I have a dataframe containing a path to an excel file, a sheet name and an id, each in one column:
df = pd.DataFrame([['00100', 'one.xlsx', 'sheet1'],
['00100', 'two.xlsx', 'sheet2'],
['05300', 'thr.xlsx', 'sheet3'],
['95687', 'fou.xlsx', 'sheet4'],
['05300', 'fiv.xlsx', 'sheet5']],
columns=['id', 'file', 'sheet'])
This dataframe looks like:
id file sheet
0 00100 c:\one.xlsx sheet1
1 00100 c:\two.xlsx sheet2
2 05300 c:\thr.xlsx sheet3
3 95687 c:\fou.xlsx sheet4
4 05300 c:\fiv.xlsx sheet5
I made a function to use with apply, which will read each file and return a dataframe.
def getdata(row):
file = row['file']
sheet = row['sheet']
id = row['id']
tempdf = pd.ExcelFile(file) # Used on purpose
tempdf = tempdf.parse(sheet) # Used on purpose
tempdf['ID'] = id
return tempdf
I then use apply over the initial dataframe so it will return a dataset for each row. The problem is, I don't know how to store the dataframes created in this way.

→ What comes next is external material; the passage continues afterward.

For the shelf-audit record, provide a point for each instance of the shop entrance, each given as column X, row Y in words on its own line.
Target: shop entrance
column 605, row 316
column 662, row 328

I tried to store the dataframes in a new column, but the column stores None:
df['data'] = df.apply(getdata, axis=1)
I tried to create a dictionary but the ways that came to my mind were plain useless:
results = {df.apply(getdata, axis=1)} # for this one, in the function I tried to return id, tempdf
In the end, I ended converting the 'id' column to an index to iterate over it in the following way:
for id in df.index:
df[id] = getdata(df.loc[id], id)
But I want to know if there was a way to store the resulting dataframes without using an iterator.
Thanks for your feedback.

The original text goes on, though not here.